Top positive review
8 people found this helpful
Python (but really Pandas) for Data Analysis
on 16 May 2014
Python has an especially strong and widespread usage in scientific/engineering/data-analysis computing. Until a few years ago, an important tool that was missing from python was the ability to handle a so-called "data-frame", which in very basic terms is a spreadsheet-like data structure that contains heterogeneous data types in its columns (this type of structure is a main component of, for example, the R programming language for statistical computing). Around 4 years ago, this and related data-structures, and a great big set of tools for working with them, were provided by the pandas library and now pandas is *the* vital component for doing data-analysis in python.

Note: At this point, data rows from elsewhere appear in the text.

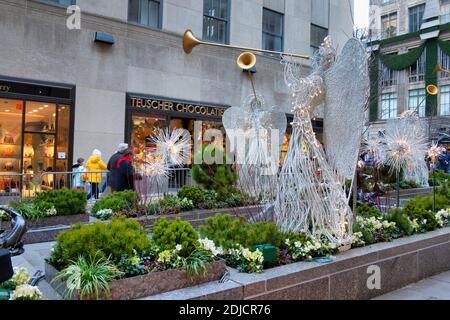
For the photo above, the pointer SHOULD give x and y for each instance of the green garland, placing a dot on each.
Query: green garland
(431, 77)
(402, 61)
(445, 46)
(374, 78)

This book is really about pandas (the author is the main author of pandas, after all), and less about either numpy or ipython or other tools. I don't mean that as a criticism. It is precisely as it should be. If you are doing strictly data analysis in python, it is pandas primarily that is center stage, with tools like numpy/ipython etc playing supporting roles. What this book does convey, however, is just how well all these tools work together and how they form a big team for scientific/numerical computing in python.
This book is detailed and extensive. It is entirely focused on well thought out follow-along-yourself code examples, and this makes it a remarkable effective way to learn pandas especially, but also to learn more about numpy/ipython/matplotlib etc.
If you do data analysis in python, this book is a must have. It is highly recommended too for anyone doing scientific/numerical computing in python generally.